Date of Award

Spring 1-1-2013

Document Type


Degree Name

Doctor of Philosophy (PhD)


Computer Science

First Advisor

Timothy X Brown

Second Advisor

Eric W. Frew

Third Advisor

Lijun Chen

Fourth Advisor

Nikolaus Correll

Fifth Advisor

Michael C. Mozer


Given multiple widespread stationary data sources (nodes), an unmanned aircraft (UA) can fly over the sensors and gather the data via a wireless link. This is known as data ferrying or data muling, and finds application in surveillance and scientific monitoring of remote and inaccessible regions. Desiderata for such a network include competing objectives related to latency, bandwidth, power consumption by the nodes, and tolerance for imperfect environmental information.

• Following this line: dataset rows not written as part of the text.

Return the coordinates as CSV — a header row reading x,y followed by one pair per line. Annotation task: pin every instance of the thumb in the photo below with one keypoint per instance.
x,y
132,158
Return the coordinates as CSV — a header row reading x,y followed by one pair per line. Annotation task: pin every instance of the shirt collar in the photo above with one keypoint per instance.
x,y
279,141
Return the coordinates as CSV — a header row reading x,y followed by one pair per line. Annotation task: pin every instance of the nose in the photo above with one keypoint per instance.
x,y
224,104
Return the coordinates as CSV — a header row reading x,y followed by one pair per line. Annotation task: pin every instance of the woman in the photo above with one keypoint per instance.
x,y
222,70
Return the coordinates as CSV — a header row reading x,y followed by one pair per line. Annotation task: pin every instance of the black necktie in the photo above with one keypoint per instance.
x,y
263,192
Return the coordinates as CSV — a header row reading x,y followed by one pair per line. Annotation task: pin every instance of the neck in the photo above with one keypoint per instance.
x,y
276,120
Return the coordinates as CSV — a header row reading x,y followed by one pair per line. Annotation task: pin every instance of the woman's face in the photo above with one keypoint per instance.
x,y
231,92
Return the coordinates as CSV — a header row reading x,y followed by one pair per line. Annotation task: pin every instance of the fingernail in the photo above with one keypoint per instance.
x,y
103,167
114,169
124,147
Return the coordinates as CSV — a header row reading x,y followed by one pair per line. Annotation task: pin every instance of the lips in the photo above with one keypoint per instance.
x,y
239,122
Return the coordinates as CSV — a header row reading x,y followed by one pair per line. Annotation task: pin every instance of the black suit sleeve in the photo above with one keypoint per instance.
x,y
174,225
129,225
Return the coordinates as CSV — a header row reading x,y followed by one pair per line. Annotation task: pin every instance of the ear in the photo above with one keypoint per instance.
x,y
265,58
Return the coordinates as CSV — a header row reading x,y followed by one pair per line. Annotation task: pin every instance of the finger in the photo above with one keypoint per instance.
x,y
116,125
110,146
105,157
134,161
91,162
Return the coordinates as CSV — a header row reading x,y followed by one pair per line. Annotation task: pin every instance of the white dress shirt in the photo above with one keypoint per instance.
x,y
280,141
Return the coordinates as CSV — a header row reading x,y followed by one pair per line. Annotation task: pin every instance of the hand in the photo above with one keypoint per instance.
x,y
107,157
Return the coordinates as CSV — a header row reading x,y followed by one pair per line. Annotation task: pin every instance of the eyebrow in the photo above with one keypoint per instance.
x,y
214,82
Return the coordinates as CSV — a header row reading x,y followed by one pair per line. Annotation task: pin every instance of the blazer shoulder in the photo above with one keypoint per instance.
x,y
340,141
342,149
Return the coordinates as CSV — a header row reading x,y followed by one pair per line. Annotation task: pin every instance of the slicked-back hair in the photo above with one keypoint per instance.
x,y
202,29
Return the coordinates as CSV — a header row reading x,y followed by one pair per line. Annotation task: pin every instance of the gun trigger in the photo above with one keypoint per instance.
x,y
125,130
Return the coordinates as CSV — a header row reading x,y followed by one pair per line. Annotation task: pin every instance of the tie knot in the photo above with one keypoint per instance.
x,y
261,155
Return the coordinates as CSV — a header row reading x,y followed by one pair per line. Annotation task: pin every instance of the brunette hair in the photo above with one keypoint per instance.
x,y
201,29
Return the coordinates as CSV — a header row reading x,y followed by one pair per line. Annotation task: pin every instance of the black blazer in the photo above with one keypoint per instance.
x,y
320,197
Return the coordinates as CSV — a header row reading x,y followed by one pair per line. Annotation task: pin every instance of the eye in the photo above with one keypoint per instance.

For any design objective, network performance depends upon the control policies of UA and nodes. A model of such a system permits optimal planning, but is difficult to acquire and maintain. Node locations may not be precisely known. Radio fields are directional and irregular, affected by antenna shape, occlusions, reflections, diffraction, and fading. Complex aircraft dynamics further hamper planning. The conventional approach is to plan trajectories using approximate models, but inaccuracies in the models degrades the quality of the solution. In order to provide an alternative to the process of building and maintaining detailed environmental and system models, we present a model-free learning framework for trajectory optimisation and control of node radio transmission power in UA-ferried sensor networks. We introduce policy representations that are easy both for learning algorithms to manipulate and for off-the-shelf autopilots and radios to work with. We show that the policies can be optimised through direct experience with the environment. To speed and stabilise the policy learning process, we introduce a metapolicy that learns through experience with past scenarios, transferring knowledge to new problems. Algorithms are tested using two radio propagation simulators, both of which produce irregular radio fields not commonly studied in the data-ferrying literature. The first introduces directional antennas and point noise sources. The second additionally includes interaction with terrain. Under the simpler radio simulator, the proposed algorithms generally perform within ~15% of optimal performance after a few dozen trials. Environments produced by the terrain-based simulator are more challenging, with learners generally approaching to within ~40% of optimal performance in similar time. We show that under either simulator even small modelling errors can reduce the optimal planner's performance below that of the proposed learning approach.